Внезапно наступившая жара добавила прозрачному майскому небу новый оттенок: кипарисовый. Мимолетное жизненное наблюдение: жара, как и холод, почему-то всегда наступает внезапно.
На рынке впервые дебютировали черешня, абрикосы, персики, дыни и арбузы. Им не хватает пока сладости и сока: это приходит с опытом, зато новизны – с избытком, а ведь именно она – главный катализатор любого желания.
– Сейчас скажу вам, что у меня за дыня, – говорит Манолис и долго, вдумчиво нюхает ее морщинистый, теплый, как бабушкина щека, бок.
– Пахлава! – выносит безапелляционный приговор.– Завтра можете резать!
– Все стирает время! – замечает госпожа Рубини, выбирая клубнику потучнее, покрытую липкой медовой испариной.
– Время не стирает, – тихо поправляет ее госпожа Фекла, вся с ног до головы одетая в черное, – а смиряет.
Старики сидят в тени передвижной жаровни на пластиковых стульчиках, провожая своим чрезмерным, избыточным греческим взглядом прохожих. Кружки с вином и закуску держат в руках: столики до июня запрещены.
– У меня один глаз стал плохо видеть, – жалуется господин Маркос.
– Тебе почти 90 лет! – восклицает господин Ахиллес, который, как любая молодежь (ему около семидесяти) полагает, что пожилые – это такие другие люди, особенные, как бодхисаттва: самим им уже ничего не надо, а живут они для блага человечества.
– Ты как моя мама, – продолжает Ахиллес. – та тоже, бывало, заладит: «Сынок, одним глазом вижу воробья на крыше Триандафиллидисов, а вторым – совсем ничего!» Я ей говорю – зачем тебе два глаза, мама? Неужели хочешь к хирургу?
– А она что? – саркастически спрашивает Маркос.
– Она хотела два. – сокрушенно роняет голову на грудь Ахиллес, как будто речь идет о легкомысленном женском капризе.
Таблички, как обычно, радуют: зеленый горошек – «в хорошем теле». Артишоки – «полудикие». Покупаю «хрустящие» абрикосы.
– Не вздумай класть их в холодильник!– грозно предупреждает Нектарий, как будто речь идет о жизни и смерти.
У Прокопия – аншлаг. Он успевает: азартно гарцует вдоль прилавка, словно корифей по орхестре, набирает рыбу в бумажные кульки, одной рукой бросает ее на весы, второй рассчитывается; при этом кричит, раздельно и громко, как будто кто-то с одинаковыми промежутками тыкает его палкой в бок:
– А! А! А!
Потом:
– Э! Э! Э! Дорада – по пять евро! Я не прошу купить, я предлагаю! Потому что просьба – кисла! А предложение – сладко!
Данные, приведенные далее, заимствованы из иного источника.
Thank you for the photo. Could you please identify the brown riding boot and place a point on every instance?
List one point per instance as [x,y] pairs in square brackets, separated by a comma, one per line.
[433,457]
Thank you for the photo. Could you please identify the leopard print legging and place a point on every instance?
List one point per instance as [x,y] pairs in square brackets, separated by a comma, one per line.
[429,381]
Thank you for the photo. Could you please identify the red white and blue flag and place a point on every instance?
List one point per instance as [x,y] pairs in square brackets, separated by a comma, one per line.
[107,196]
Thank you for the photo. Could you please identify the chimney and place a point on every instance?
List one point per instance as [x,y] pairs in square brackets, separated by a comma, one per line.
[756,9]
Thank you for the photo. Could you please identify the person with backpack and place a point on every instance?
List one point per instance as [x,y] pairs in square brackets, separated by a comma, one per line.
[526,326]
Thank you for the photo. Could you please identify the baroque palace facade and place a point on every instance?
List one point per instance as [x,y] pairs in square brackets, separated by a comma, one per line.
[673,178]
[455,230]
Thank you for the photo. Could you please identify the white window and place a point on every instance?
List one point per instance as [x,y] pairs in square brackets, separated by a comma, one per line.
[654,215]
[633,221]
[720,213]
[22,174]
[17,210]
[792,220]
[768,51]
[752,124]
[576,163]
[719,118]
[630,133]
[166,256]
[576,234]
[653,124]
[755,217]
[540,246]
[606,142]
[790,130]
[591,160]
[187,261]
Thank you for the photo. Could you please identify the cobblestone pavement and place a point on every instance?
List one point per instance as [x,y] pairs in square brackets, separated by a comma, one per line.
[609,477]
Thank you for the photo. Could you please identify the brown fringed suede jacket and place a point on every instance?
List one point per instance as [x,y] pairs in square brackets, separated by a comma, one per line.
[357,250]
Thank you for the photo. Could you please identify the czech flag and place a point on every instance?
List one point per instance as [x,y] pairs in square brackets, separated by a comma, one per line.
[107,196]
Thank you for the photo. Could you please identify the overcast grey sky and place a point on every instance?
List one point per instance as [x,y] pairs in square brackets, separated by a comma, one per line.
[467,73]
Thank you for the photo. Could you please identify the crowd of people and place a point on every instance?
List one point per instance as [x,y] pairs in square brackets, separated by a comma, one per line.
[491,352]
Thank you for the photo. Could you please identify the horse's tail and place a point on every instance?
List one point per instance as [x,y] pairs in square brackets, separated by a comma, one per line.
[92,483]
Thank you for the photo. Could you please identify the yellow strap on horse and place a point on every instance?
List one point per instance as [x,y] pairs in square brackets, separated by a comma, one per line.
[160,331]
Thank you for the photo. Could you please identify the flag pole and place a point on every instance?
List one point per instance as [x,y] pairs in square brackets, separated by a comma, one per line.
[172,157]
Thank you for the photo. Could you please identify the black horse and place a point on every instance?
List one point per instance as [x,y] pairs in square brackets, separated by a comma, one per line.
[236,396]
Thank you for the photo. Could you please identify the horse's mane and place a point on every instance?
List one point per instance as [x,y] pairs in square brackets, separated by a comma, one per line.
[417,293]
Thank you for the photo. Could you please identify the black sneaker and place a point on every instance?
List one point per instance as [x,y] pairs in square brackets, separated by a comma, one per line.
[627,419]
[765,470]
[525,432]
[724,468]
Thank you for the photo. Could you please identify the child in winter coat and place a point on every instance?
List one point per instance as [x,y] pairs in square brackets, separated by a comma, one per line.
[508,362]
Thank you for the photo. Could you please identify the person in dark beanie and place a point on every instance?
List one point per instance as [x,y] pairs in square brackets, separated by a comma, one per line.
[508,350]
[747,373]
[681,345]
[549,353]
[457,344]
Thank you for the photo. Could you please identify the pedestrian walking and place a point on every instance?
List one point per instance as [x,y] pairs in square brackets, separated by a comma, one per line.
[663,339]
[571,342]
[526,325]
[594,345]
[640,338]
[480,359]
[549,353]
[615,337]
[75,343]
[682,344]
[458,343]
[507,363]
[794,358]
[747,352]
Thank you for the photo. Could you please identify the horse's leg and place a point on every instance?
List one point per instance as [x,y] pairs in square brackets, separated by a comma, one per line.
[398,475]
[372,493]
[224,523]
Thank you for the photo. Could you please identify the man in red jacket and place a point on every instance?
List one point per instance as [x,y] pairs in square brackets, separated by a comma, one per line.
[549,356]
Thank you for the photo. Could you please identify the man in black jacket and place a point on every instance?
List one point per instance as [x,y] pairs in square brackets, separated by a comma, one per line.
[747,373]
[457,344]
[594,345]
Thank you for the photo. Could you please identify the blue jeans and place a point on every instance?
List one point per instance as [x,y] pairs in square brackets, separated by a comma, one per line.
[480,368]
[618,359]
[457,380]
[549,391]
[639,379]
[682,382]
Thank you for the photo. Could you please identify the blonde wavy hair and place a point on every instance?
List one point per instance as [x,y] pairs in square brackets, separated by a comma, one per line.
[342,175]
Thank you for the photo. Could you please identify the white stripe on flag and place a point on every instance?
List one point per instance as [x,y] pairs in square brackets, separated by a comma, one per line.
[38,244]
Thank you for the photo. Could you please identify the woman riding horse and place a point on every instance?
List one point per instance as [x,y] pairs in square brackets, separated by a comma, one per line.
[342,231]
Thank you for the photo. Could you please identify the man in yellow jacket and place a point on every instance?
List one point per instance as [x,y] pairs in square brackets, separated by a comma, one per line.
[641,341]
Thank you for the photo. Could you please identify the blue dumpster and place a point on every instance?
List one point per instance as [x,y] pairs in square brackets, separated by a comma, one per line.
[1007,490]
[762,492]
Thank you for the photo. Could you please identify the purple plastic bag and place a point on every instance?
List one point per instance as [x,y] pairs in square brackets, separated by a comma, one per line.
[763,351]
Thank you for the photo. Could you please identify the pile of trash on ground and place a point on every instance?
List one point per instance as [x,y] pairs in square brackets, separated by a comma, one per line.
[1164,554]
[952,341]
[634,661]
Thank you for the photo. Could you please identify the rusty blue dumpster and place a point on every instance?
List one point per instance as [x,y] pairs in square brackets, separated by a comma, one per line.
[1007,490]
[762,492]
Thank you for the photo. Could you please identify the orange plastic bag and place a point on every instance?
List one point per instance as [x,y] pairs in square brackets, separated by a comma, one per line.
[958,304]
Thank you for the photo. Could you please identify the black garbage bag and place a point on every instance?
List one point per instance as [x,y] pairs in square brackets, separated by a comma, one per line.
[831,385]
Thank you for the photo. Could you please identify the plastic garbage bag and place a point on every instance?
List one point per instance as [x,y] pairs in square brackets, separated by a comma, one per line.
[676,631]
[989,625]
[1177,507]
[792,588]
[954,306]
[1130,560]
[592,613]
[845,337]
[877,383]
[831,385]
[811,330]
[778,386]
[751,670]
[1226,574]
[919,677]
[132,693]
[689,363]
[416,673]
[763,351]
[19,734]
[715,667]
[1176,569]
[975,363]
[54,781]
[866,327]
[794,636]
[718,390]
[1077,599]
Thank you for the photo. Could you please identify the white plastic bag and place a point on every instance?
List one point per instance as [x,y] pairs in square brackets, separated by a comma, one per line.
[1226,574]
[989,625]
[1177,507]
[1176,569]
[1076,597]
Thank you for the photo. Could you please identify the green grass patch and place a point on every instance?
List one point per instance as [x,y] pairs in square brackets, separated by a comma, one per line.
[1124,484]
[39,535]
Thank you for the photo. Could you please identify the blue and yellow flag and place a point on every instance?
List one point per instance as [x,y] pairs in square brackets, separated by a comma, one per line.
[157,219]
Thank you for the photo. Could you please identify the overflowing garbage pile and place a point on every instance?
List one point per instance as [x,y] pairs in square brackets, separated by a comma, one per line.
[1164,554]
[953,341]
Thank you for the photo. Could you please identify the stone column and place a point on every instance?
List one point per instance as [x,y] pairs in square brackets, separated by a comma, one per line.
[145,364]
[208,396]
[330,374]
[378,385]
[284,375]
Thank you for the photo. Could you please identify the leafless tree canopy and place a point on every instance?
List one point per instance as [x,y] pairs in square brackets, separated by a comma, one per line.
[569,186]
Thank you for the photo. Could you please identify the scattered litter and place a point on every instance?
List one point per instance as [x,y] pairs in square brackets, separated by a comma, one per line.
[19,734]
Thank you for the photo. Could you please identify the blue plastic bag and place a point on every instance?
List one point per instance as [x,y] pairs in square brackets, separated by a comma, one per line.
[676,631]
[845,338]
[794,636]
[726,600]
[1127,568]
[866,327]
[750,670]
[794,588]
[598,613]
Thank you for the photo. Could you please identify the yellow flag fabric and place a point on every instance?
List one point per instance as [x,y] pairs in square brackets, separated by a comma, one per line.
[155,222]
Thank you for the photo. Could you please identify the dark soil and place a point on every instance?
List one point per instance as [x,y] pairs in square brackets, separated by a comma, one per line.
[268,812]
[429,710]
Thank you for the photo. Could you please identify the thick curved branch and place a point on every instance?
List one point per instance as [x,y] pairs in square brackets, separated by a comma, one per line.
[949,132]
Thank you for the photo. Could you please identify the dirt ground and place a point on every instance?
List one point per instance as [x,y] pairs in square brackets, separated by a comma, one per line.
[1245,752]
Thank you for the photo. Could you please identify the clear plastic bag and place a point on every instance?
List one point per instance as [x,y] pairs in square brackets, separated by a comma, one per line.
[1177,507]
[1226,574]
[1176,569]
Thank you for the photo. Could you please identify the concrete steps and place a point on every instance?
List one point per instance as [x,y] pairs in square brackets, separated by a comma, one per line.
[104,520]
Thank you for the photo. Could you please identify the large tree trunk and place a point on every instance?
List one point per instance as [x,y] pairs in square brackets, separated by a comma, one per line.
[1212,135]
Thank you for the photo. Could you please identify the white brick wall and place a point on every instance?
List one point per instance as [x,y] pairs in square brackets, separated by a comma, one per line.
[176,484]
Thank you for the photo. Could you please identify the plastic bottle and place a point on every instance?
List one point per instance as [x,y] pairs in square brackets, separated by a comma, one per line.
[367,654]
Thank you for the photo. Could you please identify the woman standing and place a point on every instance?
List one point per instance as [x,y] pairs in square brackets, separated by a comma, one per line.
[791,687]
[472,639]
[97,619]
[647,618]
Господин Апостолис – в хорошем теле, как и горошек. Такую комплекцию в просторечии еще называют «пончик». Он – ходячая реклама достижений греческой кухни.
– Вот раньше пасхальные бараны были! – пускается он в воспоминания о «сладостных секундах». – Наш всегда был лучший в деревне. 23 килограмма! Молочный! Ни травинки не съедал за всю жизнь. Только молоко. Выкармливали его две козы, представляешь? Зевса выкормила одна, а нашего барашка – две!
Навстречу шагает пожилой монах в заношенном подряснике, линялая скуфейка сбилась на одно ухо. Горячий ветер поднимает полы его юбки, поэтому кажется, что он не идет, а летит по воздуху, наполняя сердца прохожих исходными евангельскими переживаниями.
Что мы знаем о нашей ненависти и любви? – задавался вопросом философ. Сначала кажется, что это чувства, которые мы испытывали к кому-то, а потом выясняется, что эти чувства – твой собственный автопортрет.
– Выбирай божественное, – учит дедушка внука у прилавка с брокколи и листовым салатом.
Мальчик смотрит на него во все глаза, ничего не понимая.
– И не только на рынке! – добавляет дедушка.